POLİTİKA:
Strafbare Handlungen gegen Staatsoberhäupter in der Türkei

Hier sind zwei krasse, gängige Beispiele: Zuerst das Gesetz vom 25. Juli 1951, welches das Andenken an den Staatsgründer Mustafa Kemal Atatürk in der Türkei unter strafrechtlichen Schutz stellt. Artikel 1 des Gesetzes Nr. 5816 lautet folgendermaßen: 1- Wer das Andenken an Atatürk öffentlich beschimpft oder beleidigt, wird mit einer Freiheitsstrafe von einem Jahr bis zu drei Jahren bestraft. 2- Wer Atatürk darstellende Statuen, Büsten und Denkmäler beziehungsweise das Mausoleum Atatürks zerstört, zertrümmert, beschädigt oder verschmutzt, wird mit einer Freiheitsstrafe von einem Jahr bis zu fünf Jahren bestraft. 3- Wer andere Personen zu den in den obigen Absätzen erläuterten Straftaten ermuntert, wird gleich einem Täter bestraft.

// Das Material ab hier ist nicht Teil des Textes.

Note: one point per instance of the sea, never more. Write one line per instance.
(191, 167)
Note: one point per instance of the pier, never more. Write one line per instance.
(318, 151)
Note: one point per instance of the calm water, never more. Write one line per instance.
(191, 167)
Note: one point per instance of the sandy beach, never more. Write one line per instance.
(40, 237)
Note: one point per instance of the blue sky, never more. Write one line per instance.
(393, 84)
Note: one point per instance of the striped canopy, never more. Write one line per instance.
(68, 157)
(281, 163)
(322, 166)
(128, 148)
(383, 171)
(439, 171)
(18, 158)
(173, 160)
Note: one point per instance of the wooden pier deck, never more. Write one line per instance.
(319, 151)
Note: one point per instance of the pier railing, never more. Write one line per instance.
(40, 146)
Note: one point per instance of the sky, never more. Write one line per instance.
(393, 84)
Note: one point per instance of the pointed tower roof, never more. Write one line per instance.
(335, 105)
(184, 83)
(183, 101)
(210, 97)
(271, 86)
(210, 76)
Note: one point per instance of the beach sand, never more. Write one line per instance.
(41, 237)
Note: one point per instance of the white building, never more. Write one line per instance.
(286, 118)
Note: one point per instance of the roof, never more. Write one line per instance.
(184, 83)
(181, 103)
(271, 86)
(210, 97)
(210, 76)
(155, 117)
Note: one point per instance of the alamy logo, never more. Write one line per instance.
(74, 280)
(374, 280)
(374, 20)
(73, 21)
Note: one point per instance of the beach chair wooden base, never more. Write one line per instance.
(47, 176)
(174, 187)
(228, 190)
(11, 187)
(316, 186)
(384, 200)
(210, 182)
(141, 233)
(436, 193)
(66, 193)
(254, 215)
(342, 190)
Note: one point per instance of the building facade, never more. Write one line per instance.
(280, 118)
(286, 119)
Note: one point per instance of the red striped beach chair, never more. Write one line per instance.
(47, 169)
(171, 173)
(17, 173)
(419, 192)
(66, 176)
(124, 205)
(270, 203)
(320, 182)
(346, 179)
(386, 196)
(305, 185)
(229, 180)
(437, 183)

Wie viele Verfahren bis heute eingeleitet, wie viele Menschen wegen Verletzung dieses Paragrafens festgenommen, verhaftet oder ins Gefängnis gesteckt wurden, weiß ich nicht. Ab und zu werden im türkischen Parlament scheinheilige Anfragen gestellt, aber die Öffentlichkeit bekommt nie eine umfassende bzw. befriedigende Antwort. Die Recherchen im Netz sind auch vergeblich. Daher konnte ich keine Zahlen vergleichen. Das Problem ist aber, Atatürk starb am 10.11.1938. Also erst 13 Jahre nach seinem Tod wurde dieses Gesetz beschlossen und nach ein paar Tagen im Amtsblatt verkündet. Seitdem ist es immer noch gültig.

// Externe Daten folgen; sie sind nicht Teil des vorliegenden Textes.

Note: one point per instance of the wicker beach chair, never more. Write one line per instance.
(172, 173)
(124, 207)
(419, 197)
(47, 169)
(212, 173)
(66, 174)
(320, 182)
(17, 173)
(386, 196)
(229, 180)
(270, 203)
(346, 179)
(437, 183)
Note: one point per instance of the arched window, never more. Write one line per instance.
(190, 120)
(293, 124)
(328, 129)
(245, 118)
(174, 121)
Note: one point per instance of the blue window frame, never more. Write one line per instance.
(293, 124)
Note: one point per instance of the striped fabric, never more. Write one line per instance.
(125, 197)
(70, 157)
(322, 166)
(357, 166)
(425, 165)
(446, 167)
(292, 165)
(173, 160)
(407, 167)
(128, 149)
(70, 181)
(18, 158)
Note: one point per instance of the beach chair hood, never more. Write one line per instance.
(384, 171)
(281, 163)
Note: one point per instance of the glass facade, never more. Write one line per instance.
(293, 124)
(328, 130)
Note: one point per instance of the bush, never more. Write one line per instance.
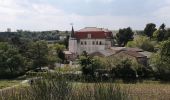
(125, 70)
(57, 88)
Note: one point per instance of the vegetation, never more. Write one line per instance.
(142, 42)
(57, 88)
(124, 35)
(150, 29)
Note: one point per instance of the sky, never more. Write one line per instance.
(42, 15)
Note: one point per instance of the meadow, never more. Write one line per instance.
(60, 89)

Ein berühmtes und neues Beispiel liefert Recep Tayyip Erdoğan. Als er und seine Partei an ihre Positionen kamen, brachten sie stillschweigend ein Gesetz in den Lauf, durch das sie quasi Narrenfreiheit besitzen: In Artikel 299 des türkischen Strafgesetzbuchs (tStGB) ist die Beleidigung des Präsidenten der Republik Türkei gesondert unter Strafe gestellt. Im türkischen Strafgesetzbuch lautet die Beleidigung des Präsidenten der Republik mit der Gesetzesnummer Art. 299: 1- Wer den Präsidenten der Republik beleidigt, wird mit einem Jahr bis zu vier Jahren Gefängnis bestraft. 2- Wird die Tat öffentlich begangen, so wird die Strafe um ein Sechstel erhöht. 3- Die Verfolgung dieser Straftat hängt von einer Ermächtigung des Justizministers ab.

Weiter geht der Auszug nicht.